Trump administration officials did not say whether a series of narco-strikes in the Caribbean could escalate into direct strikes against Venezuelan territory or a broader campaign to oust Maduro. Sen. Richard Blumenthal, D-Conn., told Fox News Digital the briefing was ‘absent of specificity and detail’ and left ‘more questions than answers.’

‘I want to reassert, again, you cannot allow this man to be standing after this display of force, and I did not get a very good answer as to what happens,’ Graham said. ‘What I want is some clarity going forward. Is that in fact the goal?… If it’s not the goal, it is a huge mistake.’

Rep. Don Bacon, R-Neb., said he heard from briefers that there is a ‘very good process of determining if something’s a target or not’ before striking narco-trafficking boats, but the administration did not clarify its broader strategy toward the Maduro regime. 

‘Right now the focus has been on the boats,’ Bacon said. ‘I don’t know what we’re doing yet with Venezuela writ large.’

Rep. Gregory Meeks, D-N.Y., said the classified session also failed to address core questions. 

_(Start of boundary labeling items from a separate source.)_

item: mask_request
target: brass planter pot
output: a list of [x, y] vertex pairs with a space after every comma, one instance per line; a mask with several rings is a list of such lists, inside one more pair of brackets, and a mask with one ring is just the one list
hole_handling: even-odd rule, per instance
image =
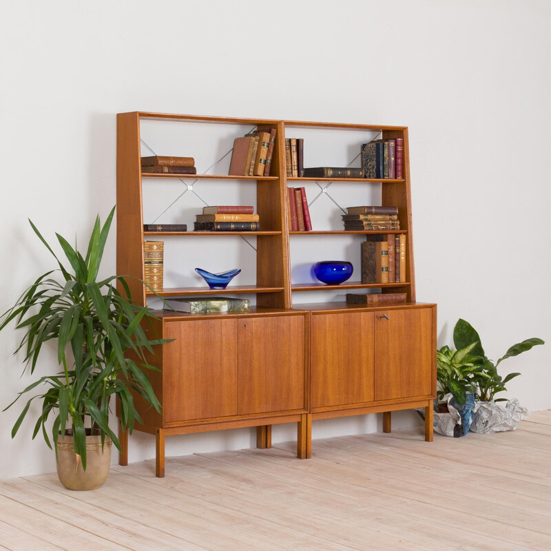
[[57, 438], [57, 476], [68, 490], [95, 490], [107, 479], [111, 468], [112, 442], [105, 437], [102, 449], [101, 436], [86, 436], [86, 470], [82, 462], [76, 461], [74, 444], [71, 435]]

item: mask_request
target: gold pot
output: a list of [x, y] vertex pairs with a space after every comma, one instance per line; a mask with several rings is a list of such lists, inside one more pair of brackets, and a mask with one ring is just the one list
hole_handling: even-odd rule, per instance
[[[74, 453], [72, 435], [57, 437], [57, 476], [68, 490], [95, 490], [103, 484], [111, 467], [111, 439], [106, 436], [102, 449], [101, 436], [86, 436], [86, 470]], [[79, 459], [77, 461], [77, 459]]]

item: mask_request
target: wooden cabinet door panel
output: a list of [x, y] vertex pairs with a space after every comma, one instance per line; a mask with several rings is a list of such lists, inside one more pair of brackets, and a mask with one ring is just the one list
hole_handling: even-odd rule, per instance
[[430, 395], [433, 376], [432, 311], [375, 313], [375, 399]]
[[163, 345], [165, 422], [237, 413], [237, 320], [171, 322]]
[[311, 406], [373, 401], [373, 314], [312, 316]]
[[304, 407], [304, 318], [239, 320], [238, 413]]

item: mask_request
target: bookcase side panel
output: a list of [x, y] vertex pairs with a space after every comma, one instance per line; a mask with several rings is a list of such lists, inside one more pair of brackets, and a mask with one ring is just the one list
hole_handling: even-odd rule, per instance
[[[140, 118], [117, 115], [116, 273], [143, 279], [143, 217], [140, 161]], [[145, 288], [134, 278], [126, 281], [132, 299], [145, 304]], [[119, 291], [124, 292], [118, 284]]]

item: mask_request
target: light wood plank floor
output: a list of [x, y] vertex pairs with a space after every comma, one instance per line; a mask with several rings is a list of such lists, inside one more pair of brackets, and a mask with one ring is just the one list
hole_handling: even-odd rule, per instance
[[551, 550], [551, 410], [515, 431], [422, 427], [114, 466], [92, 492], [0, 481], [3, 550]]

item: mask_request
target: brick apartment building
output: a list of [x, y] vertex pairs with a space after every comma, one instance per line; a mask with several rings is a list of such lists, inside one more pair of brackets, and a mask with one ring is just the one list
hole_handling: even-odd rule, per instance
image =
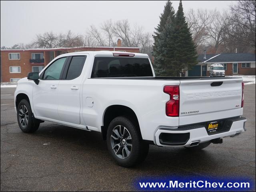
[[26, 77], [30, 72], [39, 72], [52, 60], [64, 53], [78, 51], [116, 51], [138, 53], [137, 47], [78, 47], [52, 49], [1, 50], [1, 82], [14, 82]]

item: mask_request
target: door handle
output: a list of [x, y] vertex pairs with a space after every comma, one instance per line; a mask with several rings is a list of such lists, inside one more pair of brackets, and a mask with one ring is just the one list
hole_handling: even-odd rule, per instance
[[78, 89], [78, 87], [77, 87], [76, 86], [73, 86], [72, 87], [71, 87], [70, 89], [77, 90]]

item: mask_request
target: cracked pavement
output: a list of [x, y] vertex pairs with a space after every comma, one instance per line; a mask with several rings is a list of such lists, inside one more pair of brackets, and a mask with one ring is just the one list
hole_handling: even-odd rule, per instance
[[46, 122], [23, 133], [14, 90], [1, 89], [1, 191], [131, 191], [138, 177], [191, 175], [238, 176], [255, 186], [255, 85], [245, 86], [245, 133], [200, 152], [150, 145], [145, 161], [132, 168], [115, 164], [99, 133]]

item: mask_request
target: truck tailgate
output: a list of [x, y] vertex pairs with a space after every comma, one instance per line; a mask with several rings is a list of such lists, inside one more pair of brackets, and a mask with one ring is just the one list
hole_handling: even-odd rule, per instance
[[179, 125], [242, 114], [242, 78], [180, 81]]

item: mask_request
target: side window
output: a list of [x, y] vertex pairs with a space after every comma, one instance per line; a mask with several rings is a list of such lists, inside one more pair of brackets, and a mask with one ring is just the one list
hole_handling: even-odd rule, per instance
[[66, 79], [74, 79], [79, 76], [84, 67], [86, 58], [86, 56], [75, 56], [72, 57]]
[[56, 80], [60, 79], [61, 71], [65, 63], [66, 58], [55, 61], [44, 71], [43, 79]]

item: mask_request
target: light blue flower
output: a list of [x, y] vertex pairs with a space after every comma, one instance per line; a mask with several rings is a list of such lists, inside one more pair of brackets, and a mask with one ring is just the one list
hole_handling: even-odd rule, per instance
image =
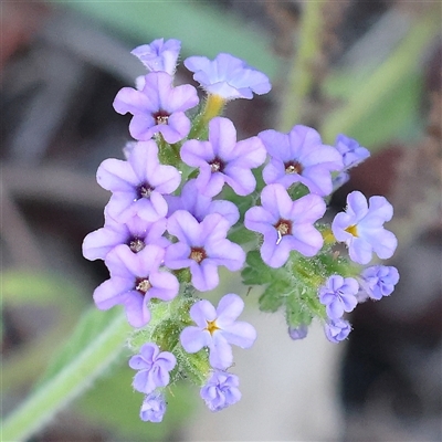
[[347, 209], [338, 213], [332, 223], [333, 234], [348, 246], [350, 259], [368, 264], [372, 252], [380, 259], [391, 257], [398, 245], [394, 234], [383, 228], [390, 221], [393, 208], [383, 197], [366, 197], [354, 191], [347, 196]]
[[207, 383], [201, 388], [200, 396], [209, 410], [220, 411], [241, 399], [238, 389], [240, 379], [238, 376], [227, 371], [213, 371]]
[[190, 317], [197, 325], [181, 332], [183, 349], [193, 354], [208, 347], [210, 365], [221, 370], [229, 368], [233, 362], [230, 345], [249, 348], [256, 339], [256, 330], [252, 325], [236, 322], [243, 308], [244, 302], [234, 293], [224, 295], [217, 309], [206, 299], [193, 304]]

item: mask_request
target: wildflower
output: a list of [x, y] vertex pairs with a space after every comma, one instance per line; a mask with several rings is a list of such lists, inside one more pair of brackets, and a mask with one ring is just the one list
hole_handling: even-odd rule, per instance
[[343, 169], [343, 158], [334, 147], [323, 144], [315, 129], [298, 125], [288, 134], [270, 129], [259, 137], [271, 156], [263, 170], [266, 185], [277, 182], [288, 189], [301, 182], [312, 193], [322, 197], [332, 193], [330, 172]]
[[227, 182], [236, 194], [245, 196], [256, 187], [251, 171], [265, 161], [266, 152], [260, 138], [236, 143], [236, 130], [228, 118], [215, 117], [209, 123], [209, 140], [190, 139], [182, 145], [181, 158], [200, 172], [196, 186], [207, 197], [221, 192]]
[[220, 411], [241, 399], [240, 379], [227, 371], [213, 371], [201, 388], [200, 396], [210, 411]]
[[306, 325], [299, 325], [298, 327], [288, 327], [288, 336], [293, 340], [304, 339], [307, 336], [308, 327]]
[[106, 255], [110, 278], [95, 288], [96, 306], [107, 311], [124, 305], [128, 323], [133, 327], [145, 326], [150, 319], [151, 298], [170, 301], [178, 294], [178, 280], [171, 273], [159, 271], [164, 256], [165, 250], [154, 244], [139, 253], [117, 245]]
[[262, 95], [272, 88], [266, 75], [231, 54], [218, 54], [212, 61], [190, 56], [185, 60], [185, 66], [194, 73], [193, 80], [204, 91], [223, 99], [251, 99], [253, 93]]
[[230, 293], [224, 295], [215, 309], [206, 299], [199, 301], [190, 308], [190, 317], [197, 326], [186, 327], [180, 335], [180, 341], [187, 352], [197, 352], [208, 347], [209, 362], [221, 370], [233, 362], [230, 344], [249, 348], [256, 339], [256, 330], [252, 325], [235, 322], [244, 308], [240, 296]]
[[354, 277], [343, 277], [332, 275], [327, 278], [324, 286], [319, 288], [319, 301], [326, 306], [327, 315], [330, 319], [338, 319], [344, 312], [351, 312], [358, 301], [359, 284]]
[[389, 296], [399, 282], [399, 272], [393, 266], [373, 265], [361, 273], [361, 286], [371, 299]]
[[169, 241], [162, 236], [166, 222], [166, 218], [149, 222], [134, 215], [126, 223], [120, 223], [105, 213], [104, 227], [84, 239], [83, 256], [91, 261], [104, 260], [119, 244], [126, 244], [134, 253], [140, 252], [146, 244], [157, 244], [166, 249], [169, 245]]
[[189, 85], [172, 86], [173, 77], [166, 72], [151, 72], [145, 76], [143, 90], [123, 87], [114, 99], [118, 114], [133, 114], [130, 135], [148, 140], [160, 133], [167, 143], [178, 143], [190, 131], [190, 119], [185, 112], [199, 99], [197, 90]]
[[167, 202], [162, 194], [173, 192], [180, 180], [175, 167], [159, 162], [152, 140], [138, 143], [127, 161], [105, 159], [97, 170], [98, 185], [113, 192], [107, 213], [118, 222], [135, 214], [150, 222], [165, 218]]
[[190, 267], [191, 283], [201, 292], [214, 288], [219, 265], [235, 272], [245, 261], [241, 246], [227, 240], [229, 228], [229, 221], [219, 213], [198, 222], [188, 211], [177, 210], [168, 219], [167, 229], [178, 242], [167, 249], [166, 265], [173, 270]]
[[351, 332], [351, 325], [348, 320], [338, 318], [330, 319], [324, 326], [324, 333], [330, 343], [337, 344], [344, 340]]
[[141, 393], [151, 393], [157, 387], [166, 387], [170, 381], [169, 371], [177, 365], [170, 351], [160, 351], [154, 343], [147, 343], [139, 349], [139, 355], [129, 359], [129, 367], [139, 370], [133, 386]]
[[370, 151], [360, 146], [359, 143], [344, 134], [336, 137], [335, 147], [343, 156], [344, 170], [348, 170], [370, 156]]
[[292, 201], [282, 185], [269, 185], [261, 193], [262, 207], [245, 212], [244, 225], [264, 235], [261, 257], [271, 267], [281, 267], [296, 250], [314, 256], [323, 246], [323, 236], [313, 225], [326, 206], [317, 194]]
[[161, 422], [165, 413], [165, 397], [158, 392], [147, 394], [139, 412], [140, 419], [145, 422]]
[[165, 42], [165, 39], [158, 39], [150, 44], [135, 48], [130, 53], [138, 57], [149, 71], [164, 71], [173, 75], [180, 50], [179, 40], [170, 39]]
[[169, 207], [168, 217], [177, 210], [187, 210], [198, 222], [201, 222], [210, 213], [219, 213], [229, 221], [230, 225], [240, 219], [236, 206], [231, 201], [212, 200], [203, 196], [196, 186], [196, 180], [189, 180], [181, 190], [179, 197], [167, 196], [166, 201]]
[[347, 196], [347, 209], [338, 213], [332, 223], [337, 241], [348, 246], [350, 259], [359, 264], [368, 264], [372, 252], [386, 260], [394, 253], [398, 240], [383, 229], [391, 220], [393, 208], [383, 197], [371, 197], [369, 204], [359, 191]]

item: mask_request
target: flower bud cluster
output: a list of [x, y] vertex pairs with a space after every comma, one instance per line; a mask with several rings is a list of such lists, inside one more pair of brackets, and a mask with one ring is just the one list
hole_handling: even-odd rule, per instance
[[[179, 52], [178, 40], [162, 39], [133, 51], [149, 72], [117, 93], [114, 108], [133, 115], [135, 141], [124, 160], [98, 167], [97, 182], [112, 196], [104, 227], [83, 243], [84, 256], [104, 260], [109, 271], [94, 292], [96, 306], [122, 305], [134, 327], [133, 387], [145, 394], [140, 418], [152, 422], [165, 414], [165, 388], [182, 378], [201, 387], [211, 411], [241, 398], [239, 378], [228, 370], [231, 345], [249, 348], [256, 339], [252, 325], [236, 320], [244, 303], [231, 293], [215, 308], [197, 294], [219, 285], [219, 266], [243, 270], [244, 284], [267, 285], [261, 309], [285, 305], [294, 339], [318, 317], [328, 339], [343, 340], [350, 330], [344, 313], [389, 295], [399, 278], [393, 267], [360, 265], [372, 252], [381, 259], [394, 252], [383, 197], [367, 204], [352, 192], [332, 225], [319, 222], [327, 198], [368, 150], [343, 135], [336, 146], [324, 145], [299, 125], [238, 140], [222, 109], [267, 93], [269, 78], [230, 54], [191, 56], [183, 64], [207, 93], [200, 103], [193, 86], [173, 85]], [[248, 254], [246, 242], [249, 250], [256, 245]], [[337, 242], [350, 260], [336, 257]]]

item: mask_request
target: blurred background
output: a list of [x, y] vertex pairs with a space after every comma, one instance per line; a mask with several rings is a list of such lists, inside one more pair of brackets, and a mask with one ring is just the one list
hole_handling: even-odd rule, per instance
[[[355, 137], [372, 157], [332, 200], [355, 189], [394, 207], [399, 239], [391, 297], [365, 303], [341, 345], [319, 326], [292, 341], [284, 318], [245, 320], [254, 348], [235, 354], [243, 399], [221, 413], [197, 388], [173, 389], [164, 424], [138, 419], [126, 359], [29, 439], [43, 441], [441, 441], [441, 13], [421, 1], [2, 1], [2, 412], [32, 390], [107, 278], [82, 257], [108, 193], [95, 171], [123, 158], [130, 116], [118, 90], [145, 72], [129, 51], [158, 38], [189, 55], [230, 52], [273, 90], [228, 105], [239, 138], [317, 128], [325, 143]], [[192, 83], [183, 67], [177, 84]], [[192, 83], [194, 84], [194, 83]], [[229, 282], [229, 284], [234, 284]], [[227, 283], [211, 294], [218, 299]]]

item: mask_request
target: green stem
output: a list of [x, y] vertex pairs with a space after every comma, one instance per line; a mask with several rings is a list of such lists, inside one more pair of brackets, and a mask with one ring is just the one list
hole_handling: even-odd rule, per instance
[[404, 75], [419, 69], [419, 56], [440, 32], [439, 12], [434, 8], [418, 18], [398, 49], [360, 85], [341, 108], [334, 109], [320, 128], [325, 143], [334, 143], [337, 134], [351, 134], [351, 128], [376, 109]]
[[303, 103], [311, 93], [315, 80], [312, 69], [320, 53], [324, 3], [312, 0], [303, 3], [298, 45], [282, 99], [278, 130], [287, 131], [294, 124], [302, 122]]
[[124, 349], [130, 327], [123, 314], [109, 322], [92, 345], [41, 388], [3, 422], [2, 441], [25, 441], [41, 430], [69, 402], [91, 387]]

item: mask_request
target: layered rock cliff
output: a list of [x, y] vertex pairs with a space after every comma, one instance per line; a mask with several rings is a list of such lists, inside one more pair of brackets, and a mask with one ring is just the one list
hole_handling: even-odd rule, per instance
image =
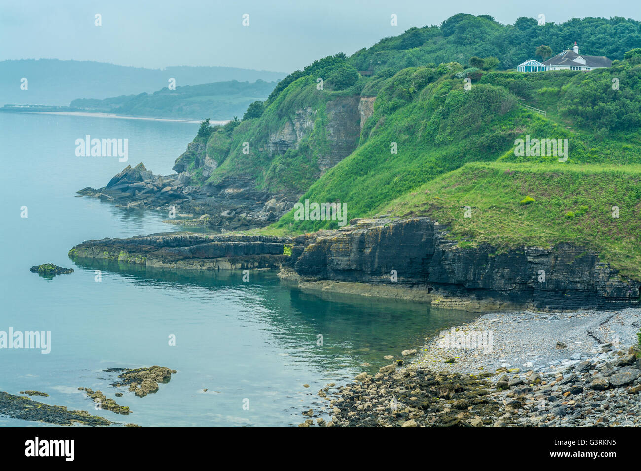
[[293, 239], [159, 234], [89, 241], [72, 258], [199, 270], [279, 268], [304, 290], [330, 290], [483, 311], [618, 309], [639, 304], [641, 282], [569, 244], [499, 252], [462, 248], [428, 218], [361, 219]]

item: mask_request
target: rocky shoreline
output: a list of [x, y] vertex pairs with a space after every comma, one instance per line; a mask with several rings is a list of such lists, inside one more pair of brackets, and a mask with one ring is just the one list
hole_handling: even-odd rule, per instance
[[404, 298], [472, 312], [633, 308], [641, 286], [581, 247], [463, 248], [425, 217], [356, 219], [296, 237], [165, 233], [90, 240], [69, 255], [167, 269], [278, 270], [306, 291]]
[[[326, 388], [319, 392], [319, 395], [329, 400], [331, 405], [321, 407], [316, 413], [312, 409], [303, 411], [310, 418], [299, 426], [315, 423], [340, 427], [639, 426], [641, 347], [634, 329], [638, 329], [640, 313], [628, 310], [614, 314], [585, 314], [579, 317], [568, 315], [572, 317], [567, 320], [573, 319], [578, 324], [576, 330], [585, 330], [592, 342], [574, 343], [575, 348], [568, 351], [567, 345], [562, 346], [563, 342], [554, 341], [553, 348], [558, 351], [558, 358], [547, 357], [545, 361], [543, 357], [550, 352], [548, 343], [551, 340], [531, 330], [540, 317], [535, 320], [537, 315], [526, 314], [530, 319], [520, 321], [526, 325], [518, 333], [506, 332], [498, 336], [513, 342], [497, 351], [496, 358], [503, 359], [499, 360], [499, 368], [491, 370], [494, 358], [482, 359], [483, 354], [476, 349], [444, 346], [443, 338], [449, 333], [443, 333], [406, 367], [398, 367], [397, 363], [403, 363], [399, 359], [381, 367], [374, 376], [362, 373], [353, 383], [335, 391]], [[601, 318], [595, 322], [590, 315]], [[479, 326], [495, 324], [495, 315], [483, 316], [454, 331], [469, 333]], [[540, 339], [540, 349], [533, 351], [543, 354], [537, 356], [541, 361], [535, 364], [528, 360], [513, 366], [504, 358], [518, 358], [521, 351], [517, 345], [522, 340], [519, 335], [528, 330], [533, 338], [538, 335]], [[597, 331], [611, 336], [617, 345], [597, 343]], [[563, 332], [558, 331], [558, 335]], [[528, 345], [529, 349], [536, 347]], [[415, 351], [403, 354], [415, 354]], [[324, 409], [329, 409], [330, 420], [326, 420], [329, 418]]]
[[[119, 379], [111, 384], [114, 388], [128, 386], [129, 392], [138, 397], [144, 397], [149, 393], [158, 391], [158, 383], [167, 383], [175, 370], [167, 367], [154, 365], [142, 368], [110, 368], [104, 370], [105, 373], [120, 373]], [[116, 414], [129, 415], [131, 411], [128, 406], [121, 406], [115, 399], [107, 397], [101, 391], [94, 391], [90, 388], [78, 388], [96, 403], [97, 409], [110, 411]], [[21, 394], [38, 395], [48, 397], [46, 392], [35, 390], [21, 391]], [[115, 393], [117, 397], [122, 397], [121, 392]], [[81, 424], [92, 427], [123, 425], [113, 422], [104, 417], [92, 415], [87, 411], [68, 410], [63, 406], [52, 406], [34, 401], [26, 396], [11, 394], [0, 391], [0, 415], [22, 420], [42, 422], [55, 425], [73, 425]], [[124, 424], [126, 427], [140, 427], [135, 424]]]

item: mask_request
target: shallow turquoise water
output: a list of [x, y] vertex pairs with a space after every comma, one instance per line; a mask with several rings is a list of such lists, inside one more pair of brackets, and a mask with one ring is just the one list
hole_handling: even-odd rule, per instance
[[[383, 356], [423, 344], [423, 338], [472, 318], [429, 311], [421, 303], [333, 295], [319, 297], [280, 283], [273, 274], [140, 270], [76, 265], [67, 252], [104, 237], [176, 230], [167, 215], [117, 208], [78, 197], [104, 186], [127, 164], [143, 161], [169, 174], [197, 129], [195, 124], [0, 113], [4, 203], [0, 263], [0, 330], [51, 331], [51, 352], [0, 349], [0, 390], [44, 391], [47, 404], [83, 409], [142, 426], [286, 426], [317, 402], [328, 383], [373, 371]], [[129, 161], [76, 157], [87, 134], [128, 138]], [[26, 206], [28, 217], [21, 218]], [[76, 270], [47, 280], [30, 273], [53, 262]], [[103, 272], [94, 281], [94, 270]], [[168, 336], [176, 336], [170, 346]], [[317, 344], [317, 335], [323, 345]], [[117, 367], [151, 365], [178, 371], [158, 393], [117, 402], [133, 413], [95, 411], [79, 386], [116, 392]], [[306, 389], [304, 383], [310, 385]], [[208, 389], [207, 392], [203, 390]], [[249, 399], [249, 409], [243, 408]], [[0, 426], [38, 426], [0, 416]]]

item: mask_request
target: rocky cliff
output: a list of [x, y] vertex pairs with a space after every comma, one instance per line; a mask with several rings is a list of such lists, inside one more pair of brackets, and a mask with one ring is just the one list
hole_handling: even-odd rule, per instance
[[71, 258], [101, 260], [169, 269], [218, 270], [278, 269], [285, 261], [283, 240], [238, 235], [165, 233], [128, 239], [83, 242]]
[[[304, 290], [404, 297], [469, 311], [618, 309], [641, 282], [569, 244], [499, 252], [462, 248], [428, 218], [361, 219], [294, 239], [160, 234], [89, 241], [70, 256], [199, 270], [280, 268]], [[285, 254], [287, 253], [287, 254]]]
[[[273, 161], [288, 151], [288, 155], [299, 153], [303, 143], [305, 149], [300, 153], [308, 153], [312, 136], [320, 126], [317, 134], [322, 135], [317, 135], [313, 141], [315, 170], [312, 176], [317, 179], [356, 147], [361, 124], [371, 114], [373, 99], [373, 97], [361, 99], [360, 95], [338, 96], [323, 102], [322, 106], [317, 104], [315, 107], [283, 112], [286, 119], [278, 129], [255, 140], [246, 138], [251, 152], [256, 154], [252, 158], [260, 160], [263, 155], [263, 160]], [[274, 176], [279, 174], [273, 170], [266, 170], [272, 176], [265, 177], [234, 169], [230, 171], [229, 167], [234, 165], [228, 164], [226, 169], [217, 172], [228, 160], [250, 160], [241, 149], [233, 145], [235, 132], [240, 135], [237, 141], [246, 138], [237, 131], [240, 124], [228, 126], [228, 129], [213, 128], [209, 138], [197, 137], [190, 143], [176, 160], [175, 174], [154, 175], [141, 162], [133, 168], [128, 165], [103, 188], [87, 187], [78, 193], [129, 208], [168, 211], [173, 208], [176, 215], [185, 215], [170, 221], [176, 224], [234, 230], [273, 222], [292, 209], [306, 187], [265, 189], [264, 181], [262, 185], [259, 181], [271, 178], [273, 183]], [[240, 156], [237, 155], [239, 153]], [[265, 167], [264, 163], [261, 165]]]

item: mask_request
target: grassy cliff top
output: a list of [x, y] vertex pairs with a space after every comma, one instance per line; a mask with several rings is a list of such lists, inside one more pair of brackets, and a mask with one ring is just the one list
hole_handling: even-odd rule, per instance
[[507, 249], [572, 242], [638, 279], [640, 182], [640, 165], [471, 163], [381, 211], [432, 217], [462, 246], [488, 243]]

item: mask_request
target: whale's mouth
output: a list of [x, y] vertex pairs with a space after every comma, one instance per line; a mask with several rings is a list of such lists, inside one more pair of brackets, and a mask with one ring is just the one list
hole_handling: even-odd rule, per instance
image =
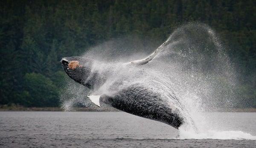
[[80, 57], [64, 57], [60, 61], [67, 75], [76, 82], [86, 85], [86, 80], [90, 72], [90, 61]]

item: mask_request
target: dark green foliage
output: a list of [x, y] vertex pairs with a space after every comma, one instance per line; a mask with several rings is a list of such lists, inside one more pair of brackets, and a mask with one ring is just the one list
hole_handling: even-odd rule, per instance
[[216, 30], [241, 74], [240, 107], [256, 107], [255, 0], [0, 1], [0, 104], [58, 105], [59, 61], [113, 37], [159, 41], [189, 22]]

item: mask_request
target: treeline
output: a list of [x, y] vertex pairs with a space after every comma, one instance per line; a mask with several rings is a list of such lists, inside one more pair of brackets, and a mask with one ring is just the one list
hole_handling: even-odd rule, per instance
[[191, 21], [215, 29], [237, 63], [240, 106], [256, 107], [256, 2], [242, 0], [0, 1], [0, 104], [52, 107], [59, 61], [128, 34], [160, 43]]

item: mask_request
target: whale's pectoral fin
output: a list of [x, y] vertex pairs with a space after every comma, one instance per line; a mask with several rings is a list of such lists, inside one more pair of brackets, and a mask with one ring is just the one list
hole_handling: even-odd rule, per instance
[[100, 105], [99, 104], [99, 98], [100, 97], [100, 95], [90, 96], [87, 97], [90, 99], [93, 103], [94, 103], [94, 104], [99, 107], [101, 107]]
[[169, 41], [169, 39], [168, 39], [166, 41], [161, 45], [160, 46], [158, 47], [158, 48], [157, 48], [157, 49], [156, 49], [153, 53], [145, 58], [135, 60], [134, 61], [130, 62], [128, 63], [137, 65], [142, 65], [148, 63], [148, 62], [151, 60], [152, 59], [153, 59], [157, 55], [161, 48], [162, 48]]

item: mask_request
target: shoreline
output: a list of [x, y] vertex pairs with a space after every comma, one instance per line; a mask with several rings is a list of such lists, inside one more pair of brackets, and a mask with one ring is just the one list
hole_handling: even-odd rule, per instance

‘I actually think that was, for me, more of an exercise in futility. I really have no answers. Really didn’t gain anything more than what the public already has gotten,’ he said. He added that there was ‘really no conversation about why… we got 15,000 troops there,’ arguing the deployment ‘doesn’t seem to be just about narcotics trafficking.’ 

Meeks said briefers provided ‘no real rational decision or real answers’ about whether the U.S. is preparing for ‘a war in Venezuela,’ raising what he described as a pressing war powers issue. He said he plans to bring forward legislation this week addressing the recent strikes ‘in the Pacific, in the Caribbean’ as well as any potential move by Trump ‘to go into Venezuela.’

Rubio told reporters the mission is ‘focused on dismantling the infrastructure of these terrorist organizations that are operating in our hemisphere, undermining the security of Americans, killing Americans, poisoning Americans.’

Hegseth told reporters the War Department would not release video footage of the Sept. 2 narco-strikes — in which Adm. Frank Bradley ordered a ‘double tap’ strike to kill survivors — to the public. The video will instead be shown to the House and Senate Armed Services Committees.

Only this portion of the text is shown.